A day after French President Hollande made his case for new taxes, the public responded angrily to a report that its richest man, Bernard Arnault, was trying to avoid taxes by heading to Belgium.
As French President François Hollande outlined new taxes and spending cuts while promoting reforms to turn the economy around – word leaked out that France’s wealthiest man, Bernard Arnault, was heading for Belgium in a rumored tax dodge.
At first, the timing could not appear to have been worse for the national morale and Mr. Hollande. His tax hikes run 20 billion euros, his spending cuts number 10 billion euros, and his Socialist government must cut public service jobs. In addition, he will hit those with direct salaries over 1 million euros ($1.3 million) with a 75 percent tax.
The French have not forgotten the national shame when British Prime Minister David Cameron told the world from Mexico in early summer that London was “rolling out the red carpet” for wealthy French seeking tax havens.
Yet, instead, in a national spasm of pique, France spent all day making accusations of "traitor" and "ingrate" at the rich guy – Mr. Arnault, worth $41 billion.

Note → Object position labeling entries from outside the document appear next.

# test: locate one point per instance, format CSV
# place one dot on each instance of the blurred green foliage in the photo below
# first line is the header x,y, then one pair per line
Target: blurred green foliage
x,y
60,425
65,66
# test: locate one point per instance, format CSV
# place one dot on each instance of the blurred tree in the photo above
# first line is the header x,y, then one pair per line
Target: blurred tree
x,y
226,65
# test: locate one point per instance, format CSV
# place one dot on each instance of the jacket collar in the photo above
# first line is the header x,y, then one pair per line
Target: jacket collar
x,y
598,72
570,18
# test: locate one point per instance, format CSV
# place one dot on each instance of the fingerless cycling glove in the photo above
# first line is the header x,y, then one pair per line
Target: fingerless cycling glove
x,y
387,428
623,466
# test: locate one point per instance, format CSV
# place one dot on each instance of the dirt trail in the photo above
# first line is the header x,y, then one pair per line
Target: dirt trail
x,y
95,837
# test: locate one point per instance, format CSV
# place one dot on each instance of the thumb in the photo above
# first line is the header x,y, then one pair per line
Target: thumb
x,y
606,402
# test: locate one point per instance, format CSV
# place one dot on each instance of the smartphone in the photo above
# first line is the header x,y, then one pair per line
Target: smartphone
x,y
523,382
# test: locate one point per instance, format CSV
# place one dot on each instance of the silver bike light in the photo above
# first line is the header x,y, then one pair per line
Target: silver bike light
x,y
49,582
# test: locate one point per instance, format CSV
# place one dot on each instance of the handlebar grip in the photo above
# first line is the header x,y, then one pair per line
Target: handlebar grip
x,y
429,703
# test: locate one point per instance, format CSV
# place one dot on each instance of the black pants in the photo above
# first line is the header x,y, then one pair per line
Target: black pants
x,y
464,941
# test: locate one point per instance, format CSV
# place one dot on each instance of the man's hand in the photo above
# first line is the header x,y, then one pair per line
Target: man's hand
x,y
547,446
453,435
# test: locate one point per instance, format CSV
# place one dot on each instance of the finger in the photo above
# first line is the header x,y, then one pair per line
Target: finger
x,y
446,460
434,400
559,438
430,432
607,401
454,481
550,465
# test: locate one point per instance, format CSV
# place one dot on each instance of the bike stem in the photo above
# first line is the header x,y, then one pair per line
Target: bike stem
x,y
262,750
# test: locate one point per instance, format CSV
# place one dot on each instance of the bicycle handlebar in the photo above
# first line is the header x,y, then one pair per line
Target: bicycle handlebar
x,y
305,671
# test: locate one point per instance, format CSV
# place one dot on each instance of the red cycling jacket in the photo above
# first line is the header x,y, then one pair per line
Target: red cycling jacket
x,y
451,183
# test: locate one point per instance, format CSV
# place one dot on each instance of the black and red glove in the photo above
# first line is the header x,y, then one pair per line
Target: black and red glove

Citizenry and media launched from all directions a full egalitarian, patriotic attack on the CEO of Louis Vuitton, who said he was seeking dual citizenship in Belgium.
The anti-Arnault frenzy spurred far-left guru Jean-Luc Mélenchon to call him a “parasite,” and far-right darling Marianne Le Pen to proclaim “scandalous" what appears to be a financial exile.
A screaming headline in Libération – “Get Lost You Rich Idiot” – was enough to bring Arnault, who claims he is not leaving France for tax purposes, to call the headline “vulgar” and bring a lawsuit against the newspaper.
Meanwhile, Hollande is moving – plodding, his critics say – on a plan to reform the economy through greater flexibility in hiring and firing, an overhaul of social security, and to do it all in two years.